Izabella.BaldoAno 29/02/2024
?será que Jaja tinha esquecido que nós não contávamos a ninguém, que havia tanto que nunca contávamos a ninguém??
através de uma narrativa extremamente delicada, a adolescente Kambili nos leva, em Hibisco Roxo, para adentrar o seio da sua família. é como se fôssemos sutilmente conhecendo e compreendendo as dinâmicas familiares na medida em que nos embrenhávamos pelos cômodos da casa, quase nós mesmos passando a fazer parte delas.
ambientada numa Nigéria marcada pelas violências do colonialismo britânico, a história da família de Kambili é fortemente impactada por muitas delas e, sobretudo, mais explicitamente, pela imposição do catolicismo enquanto norma cultural, enquanto via de salvação e de civilização. para Kambili e Jaja, seu irmão mais velho, tudo é ditado a partir de regras extremas através das quais eles supostamente poderiam atingir uma perfeição sobrehumana.
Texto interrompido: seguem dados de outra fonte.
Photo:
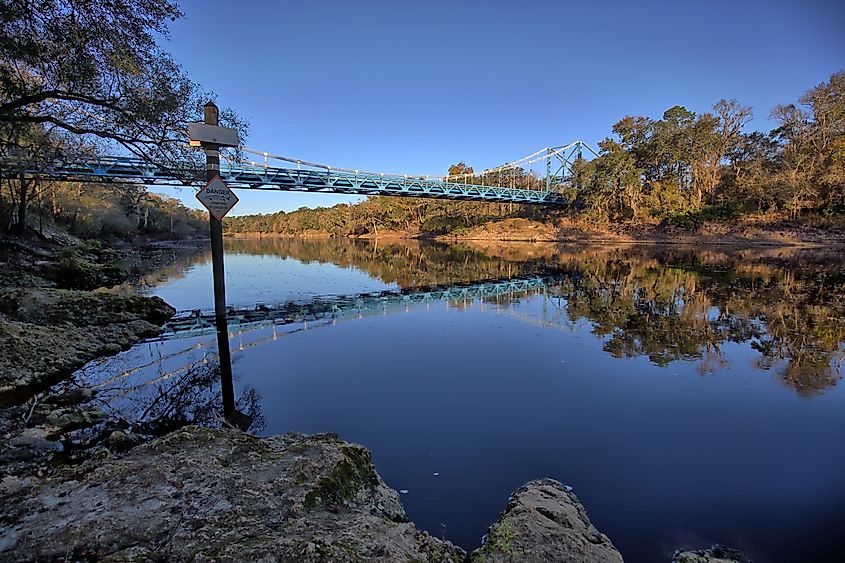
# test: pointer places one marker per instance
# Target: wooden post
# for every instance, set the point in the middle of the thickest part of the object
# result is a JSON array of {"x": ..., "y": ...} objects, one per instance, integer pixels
[{"x": 212, "y": 168}]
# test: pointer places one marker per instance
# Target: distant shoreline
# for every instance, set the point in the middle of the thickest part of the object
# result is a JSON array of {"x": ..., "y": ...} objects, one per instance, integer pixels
[{"x": 521, "y": 230}]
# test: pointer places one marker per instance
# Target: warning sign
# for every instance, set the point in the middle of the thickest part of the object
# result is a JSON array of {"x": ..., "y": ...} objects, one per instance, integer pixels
[{"x": 217, "y": 197}]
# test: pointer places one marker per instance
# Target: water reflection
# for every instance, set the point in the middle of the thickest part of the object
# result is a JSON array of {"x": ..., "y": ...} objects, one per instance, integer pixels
[
  {"x": 685, "y": 393},
  {"x": 666, "y": 304}
]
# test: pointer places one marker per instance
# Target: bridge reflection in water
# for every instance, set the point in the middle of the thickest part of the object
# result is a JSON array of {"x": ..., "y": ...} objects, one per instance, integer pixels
[{"x": 167, "y": 378}]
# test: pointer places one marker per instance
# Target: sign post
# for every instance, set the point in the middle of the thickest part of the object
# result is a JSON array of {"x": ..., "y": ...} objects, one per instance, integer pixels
[{"x": 217, "y": 197}]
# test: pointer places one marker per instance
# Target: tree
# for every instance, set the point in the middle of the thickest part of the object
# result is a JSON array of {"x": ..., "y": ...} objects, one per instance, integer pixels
[
  {"x": 91, "y": 69},
  {"x": 612, "y": 182}
]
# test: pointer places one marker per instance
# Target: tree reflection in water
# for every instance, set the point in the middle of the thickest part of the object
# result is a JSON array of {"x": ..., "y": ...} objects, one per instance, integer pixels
[{"x": 668, "y": 303}]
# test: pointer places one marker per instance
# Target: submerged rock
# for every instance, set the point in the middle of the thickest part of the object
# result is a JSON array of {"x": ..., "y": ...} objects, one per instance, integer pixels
[
  {"x": 545, "y": 522},
  {"x": 203, "y": 494},
  {"x": 715, "y": 554}
]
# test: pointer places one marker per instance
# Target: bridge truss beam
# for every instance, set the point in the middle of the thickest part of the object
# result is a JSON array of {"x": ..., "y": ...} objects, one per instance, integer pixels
[{"x": 248, "y": 176}]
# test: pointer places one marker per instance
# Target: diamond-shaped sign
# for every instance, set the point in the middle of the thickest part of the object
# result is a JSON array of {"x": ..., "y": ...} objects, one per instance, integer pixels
[{"x": 217, "y": 197}]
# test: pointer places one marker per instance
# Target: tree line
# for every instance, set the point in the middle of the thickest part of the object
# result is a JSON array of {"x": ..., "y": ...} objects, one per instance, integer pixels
[
  {"x": 680, "y": 169},
  {"x": 89, "y": 78}
]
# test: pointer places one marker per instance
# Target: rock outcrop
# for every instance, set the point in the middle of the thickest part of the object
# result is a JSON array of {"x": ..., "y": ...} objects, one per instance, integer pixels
[
  {"x": 201, "y": 494},
  {"x": 715, "y": 554},
  {"x": 46, "y": 334},
  {"x": 544, "y": 521}
]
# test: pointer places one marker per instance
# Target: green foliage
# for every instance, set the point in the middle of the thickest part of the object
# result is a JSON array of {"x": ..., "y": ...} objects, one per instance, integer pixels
[
  {"x": 692, "y": 220},
  {"x": 87, "y": 266}
]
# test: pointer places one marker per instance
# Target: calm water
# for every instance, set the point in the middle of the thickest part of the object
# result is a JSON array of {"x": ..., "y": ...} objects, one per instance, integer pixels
[{"x": 689, "y": 397}]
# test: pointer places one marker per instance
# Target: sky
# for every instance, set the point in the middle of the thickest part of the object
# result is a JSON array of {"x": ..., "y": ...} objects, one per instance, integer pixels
[{"x": 413, "y": 87}]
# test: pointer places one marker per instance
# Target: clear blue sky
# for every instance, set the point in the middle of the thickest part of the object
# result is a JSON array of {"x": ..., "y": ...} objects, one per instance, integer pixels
[{"x": 412, "y": 87}]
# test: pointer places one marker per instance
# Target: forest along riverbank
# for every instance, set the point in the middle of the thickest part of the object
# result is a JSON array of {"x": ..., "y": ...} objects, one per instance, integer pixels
[
  {"x": 331, "y": 502},
  {"x": 748, "y": 231}
]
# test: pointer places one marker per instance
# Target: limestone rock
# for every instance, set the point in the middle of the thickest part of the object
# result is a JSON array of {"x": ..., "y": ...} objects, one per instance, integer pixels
[
  {"x": 46, "y": 334},
  {"x": 545, "y": 522},
  {"x": 214, "y": 494},
  {"x": 715, "y": 554}
]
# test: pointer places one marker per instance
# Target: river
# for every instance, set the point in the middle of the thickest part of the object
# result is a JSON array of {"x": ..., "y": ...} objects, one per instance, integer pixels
[{"x": 690, "y": 396}]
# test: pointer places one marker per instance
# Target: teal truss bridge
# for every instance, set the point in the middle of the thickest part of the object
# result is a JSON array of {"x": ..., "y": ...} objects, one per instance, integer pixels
[{"x": 514, "y": 182}]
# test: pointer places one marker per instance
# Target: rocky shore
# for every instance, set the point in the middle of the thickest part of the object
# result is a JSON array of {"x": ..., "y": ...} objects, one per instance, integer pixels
[
  {"x": 77, "y": 485},
  {"x": 217, "y": 494}
]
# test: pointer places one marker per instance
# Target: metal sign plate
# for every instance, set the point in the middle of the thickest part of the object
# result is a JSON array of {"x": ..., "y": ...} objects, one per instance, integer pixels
[
  {"x": 217, "y": 197},
  {"x": 212, "y": 134}
]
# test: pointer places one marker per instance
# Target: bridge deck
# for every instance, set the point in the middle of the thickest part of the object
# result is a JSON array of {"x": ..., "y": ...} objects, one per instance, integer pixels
[{"x": 246, "y": 176}]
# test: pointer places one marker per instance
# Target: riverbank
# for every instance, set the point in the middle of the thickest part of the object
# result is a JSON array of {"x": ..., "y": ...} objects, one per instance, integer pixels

aos poucos, percebemos que as violências são experienciadas por Kambili, Jaja e outras personagens não somente através dos radicalismos impostos sobre seus comportamentos; para tal, é preciso não somente ouvir com cuidado, mas aceitar o convite que Kambili nos faz para que vejamos tudo com nossos próprios olhos. talvez esta seja uma das maiores potências deste livro: há muito que não pode ser dito e, por isso, é preciso que aceitemos o convite e, aos poucos, desvelemos nós mesmos as nuances da história.
na medida em que as cortinas se abrem, vamos descobrindo também diversas outras nuances. aqui tudo é delicado tanto quanto é denso e potente, e de maneira delicada nos é revelada a potência dos afetos, das descobertas, das sutis rebeldias. além de tudo, também temos a oportunidade de conhecer sob uma perspectiva cuidadosa a resistência do povo igbo diante da violência britânica, experimentar um pouco da sua culinária e, de diversas formas, viver, através das personagens, diferentes aspectos da sua rica cultura.
no fim das contas, acho muito difícil falar de Hibisco Roxo: este é um livro para experienciar. não atoa, uma vez que mergulhei nesta história, não consegui mais voltar à superfície até que tivesse absorvido tudo quanto fosse possível. e vez ou outra dou novamente um breve mergulho.